Mes cours de sociologie ayant été malheureusement plutôt rare même si j’ai quand même eu le suprême honneur d’avoir des cours avec Patrick Champagne ou Eric Neveu
quand même. Du coup, je ne peux pas réfléchir avec les bons outils (tiens, ça me donne envie de lire des livres sur le sujet) mais quand même, quelques idées me viennent spontanément en tête.
D’abord, évacuons d’entrée le « sale époque ». La violence en bande, ça existe depuis que l’homme est homme, comme on dit, ou le fameux « de tout temps » qui rend
hystérique n’importe quel prof. Les bandes organisées profitant de la moindre occasion pour casser, agresser, etc. Ca n’a rien de nouveau donc on oublie de suite ça.
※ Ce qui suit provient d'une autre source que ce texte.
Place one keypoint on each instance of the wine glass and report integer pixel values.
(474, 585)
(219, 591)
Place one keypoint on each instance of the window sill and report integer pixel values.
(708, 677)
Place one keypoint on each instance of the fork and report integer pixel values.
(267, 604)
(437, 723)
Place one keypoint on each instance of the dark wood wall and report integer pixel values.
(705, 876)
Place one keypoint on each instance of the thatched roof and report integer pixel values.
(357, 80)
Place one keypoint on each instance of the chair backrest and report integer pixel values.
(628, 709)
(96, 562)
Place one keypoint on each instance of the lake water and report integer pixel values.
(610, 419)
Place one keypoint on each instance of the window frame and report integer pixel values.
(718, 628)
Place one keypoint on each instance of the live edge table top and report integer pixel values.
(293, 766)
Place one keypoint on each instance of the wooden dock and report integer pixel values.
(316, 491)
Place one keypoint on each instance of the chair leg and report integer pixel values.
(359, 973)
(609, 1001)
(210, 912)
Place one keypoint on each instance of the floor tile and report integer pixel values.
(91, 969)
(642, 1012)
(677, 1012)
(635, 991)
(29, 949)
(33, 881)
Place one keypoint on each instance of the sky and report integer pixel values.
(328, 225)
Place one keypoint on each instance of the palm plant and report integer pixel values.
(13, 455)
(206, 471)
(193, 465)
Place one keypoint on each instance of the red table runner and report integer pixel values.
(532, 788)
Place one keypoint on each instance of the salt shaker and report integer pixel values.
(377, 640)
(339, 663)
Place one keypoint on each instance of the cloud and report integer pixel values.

Que constate-t-on en creusant un chouia le sujet ? Que la violence organisée est souvent issue des franges les plus pauvres de la population. Salauds de
pauvres ? C’est pas vraiment là où je veux en venir ! Mais plutôt que plus la violence est présente dans une société, plus ses membres en souffrent. Mathématique : plus le
mal-vivre augmente, plus la colère qui y est associée aussi et ça nous donne de la violence, une explosion, un gros ras le bol. Lutter contre la violence par des moyens de répression serait donc
une erreur. Ben, mettons que dans une classe scolaire, on ait un mauvais élève. Ce n’est pas vraiment sa faute, il est assis dans un coin de la salle où on ne voit pas bien le tableau et il ne
peut pas se payer tout le matériel dont il a besoin pour bien travailler. Ses résultats sont donc médiocres mais plutôt que de l’aider, on le laisse au fond de la salle et son camarade à côté,
décide de le dissiper un peu. Puisqu’il n’a rien d’autre à faire en classe vu qu’il ne peut pas travailler, il se laisse entraîner. Ses résultats restent mauvais et la maîtresse ne cesse de le
mettre au coin (ou de le coller). Est-ce pour autant qu’il va retrouver le droit chemin ? Je ne crois pas non. Comme j’ai toujours dit : « C’est bien gentil d’interdire les
réunions dans les halls d’immeuble mais faudrait voir à leur proposer des activités pour éviter qu’ils ne glandent ». Bon, en général, on en a toujours un qui répond que oui mais les jeunes,
ils détruisent les MJC et y a rien à en faire, ils sont perdus.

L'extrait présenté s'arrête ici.